I believe that we may have to wait a bit longer for clarity. Opposition not just by the Democrat Party, and their covertly supported street protest group of Siam Samakhi and the now quite isolated People’s Alliance for Democracy, but also by the overwhelming majority of the Red Shirts themselves may still unsettle the amnesty option.

And while a showing of 30,000 supporters may sound small, one still has to consider that for Red Shirts the journey to Cambodia involved considerable expense and effort. The majority of the Red Shirts I spoke with there were not his supporters from the economically disadvantaged rural areas or urban labour districts, but people that had the means to travel. The numbers of Red Shirts not able to travel to Cambodia watching the event over the Red Shirt channel Asia Update would have been considerable as well.

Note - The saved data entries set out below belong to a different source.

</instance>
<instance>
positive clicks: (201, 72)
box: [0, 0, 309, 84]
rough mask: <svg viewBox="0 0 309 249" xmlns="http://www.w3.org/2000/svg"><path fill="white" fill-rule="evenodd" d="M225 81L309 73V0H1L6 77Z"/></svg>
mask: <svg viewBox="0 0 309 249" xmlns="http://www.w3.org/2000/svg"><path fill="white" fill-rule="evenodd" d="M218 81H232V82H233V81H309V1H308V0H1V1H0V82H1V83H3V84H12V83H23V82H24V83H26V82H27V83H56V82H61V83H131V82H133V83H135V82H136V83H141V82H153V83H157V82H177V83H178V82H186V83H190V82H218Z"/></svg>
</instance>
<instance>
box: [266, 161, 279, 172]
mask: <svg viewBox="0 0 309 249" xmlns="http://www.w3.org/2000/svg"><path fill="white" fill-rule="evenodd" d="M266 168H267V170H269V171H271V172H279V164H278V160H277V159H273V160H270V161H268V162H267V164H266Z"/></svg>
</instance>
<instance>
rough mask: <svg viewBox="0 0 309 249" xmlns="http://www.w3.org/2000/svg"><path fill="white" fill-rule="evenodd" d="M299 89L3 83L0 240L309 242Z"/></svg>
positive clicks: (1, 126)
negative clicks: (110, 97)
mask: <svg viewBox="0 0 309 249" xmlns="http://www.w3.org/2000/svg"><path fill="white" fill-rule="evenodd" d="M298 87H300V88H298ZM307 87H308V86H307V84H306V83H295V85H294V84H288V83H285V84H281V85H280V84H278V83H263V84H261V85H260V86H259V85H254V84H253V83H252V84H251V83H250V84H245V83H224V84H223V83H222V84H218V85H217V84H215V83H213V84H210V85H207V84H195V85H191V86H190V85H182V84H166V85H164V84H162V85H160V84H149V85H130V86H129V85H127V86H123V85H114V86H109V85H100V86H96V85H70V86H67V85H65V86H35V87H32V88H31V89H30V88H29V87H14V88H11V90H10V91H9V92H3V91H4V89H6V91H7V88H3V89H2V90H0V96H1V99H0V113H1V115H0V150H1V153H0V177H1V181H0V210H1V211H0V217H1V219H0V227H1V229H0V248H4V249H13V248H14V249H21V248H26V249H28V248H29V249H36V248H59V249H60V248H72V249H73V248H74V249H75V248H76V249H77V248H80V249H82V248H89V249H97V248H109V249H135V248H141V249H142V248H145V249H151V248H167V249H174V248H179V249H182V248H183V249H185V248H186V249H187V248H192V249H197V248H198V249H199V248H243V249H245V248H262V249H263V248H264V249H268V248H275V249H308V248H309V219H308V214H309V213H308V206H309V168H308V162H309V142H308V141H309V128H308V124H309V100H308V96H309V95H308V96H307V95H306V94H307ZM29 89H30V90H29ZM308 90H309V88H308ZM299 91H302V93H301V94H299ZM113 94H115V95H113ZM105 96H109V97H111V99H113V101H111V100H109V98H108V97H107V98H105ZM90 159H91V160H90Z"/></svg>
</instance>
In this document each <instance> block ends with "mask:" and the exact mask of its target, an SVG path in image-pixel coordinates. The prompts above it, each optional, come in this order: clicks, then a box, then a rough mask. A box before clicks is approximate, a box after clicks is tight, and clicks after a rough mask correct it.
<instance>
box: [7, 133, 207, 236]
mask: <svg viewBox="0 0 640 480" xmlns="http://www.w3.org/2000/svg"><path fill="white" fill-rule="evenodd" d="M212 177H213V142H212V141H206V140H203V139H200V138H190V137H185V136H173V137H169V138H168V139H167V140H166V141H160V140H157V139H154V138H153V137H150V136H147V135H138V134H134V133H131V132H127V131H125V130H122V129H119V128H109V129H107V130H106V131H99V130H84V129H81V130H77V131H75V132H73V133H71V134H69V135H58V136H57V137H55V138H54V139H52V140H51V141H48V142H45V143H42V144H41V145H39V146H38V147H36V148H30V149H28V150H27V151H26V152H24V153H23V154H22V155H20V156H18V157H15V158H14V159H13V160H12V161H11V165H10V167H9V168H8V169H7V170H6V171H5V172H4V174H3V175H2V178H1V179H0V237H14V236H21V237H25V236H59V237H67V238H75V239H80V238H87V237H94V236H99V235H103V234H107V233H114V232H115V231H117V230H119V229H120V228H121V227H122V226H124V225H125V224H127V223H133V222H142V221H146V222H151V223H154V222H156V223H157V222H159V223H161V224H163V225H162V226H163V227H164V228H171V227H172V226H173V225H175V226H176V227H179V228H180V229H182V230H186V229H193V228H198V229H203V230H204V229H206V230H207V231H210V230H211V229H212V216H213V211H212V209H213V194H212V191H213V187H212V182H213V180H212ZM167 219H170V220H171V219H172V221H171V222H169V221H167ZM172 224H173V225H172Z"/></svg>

When my interview with him was finished Thaksin had lunch once again at the restaurant. When he finished his lunch he went around the tables of the Red Shirts seated inside and in the outside area under tents. The security was much more low-key than the previous day, and very few journalists were still there, making it much easier for me to take pictures. The Red Shirts were asked to remain seated when Thaksin come passed, and told that he would pose with every table. He walked up, people hugged him, and he hugged the people, and went then to the next table. He took almost two hours doing this.

I then went back to my guesthouse for a much needed rest. The following day I returned to Bangkok. At the Poipet border a family of Red Shirts offered me a ride, which I gladly accepted as I feared difficulties getting transport to Bangkok as it was the end of the Songkran holidays.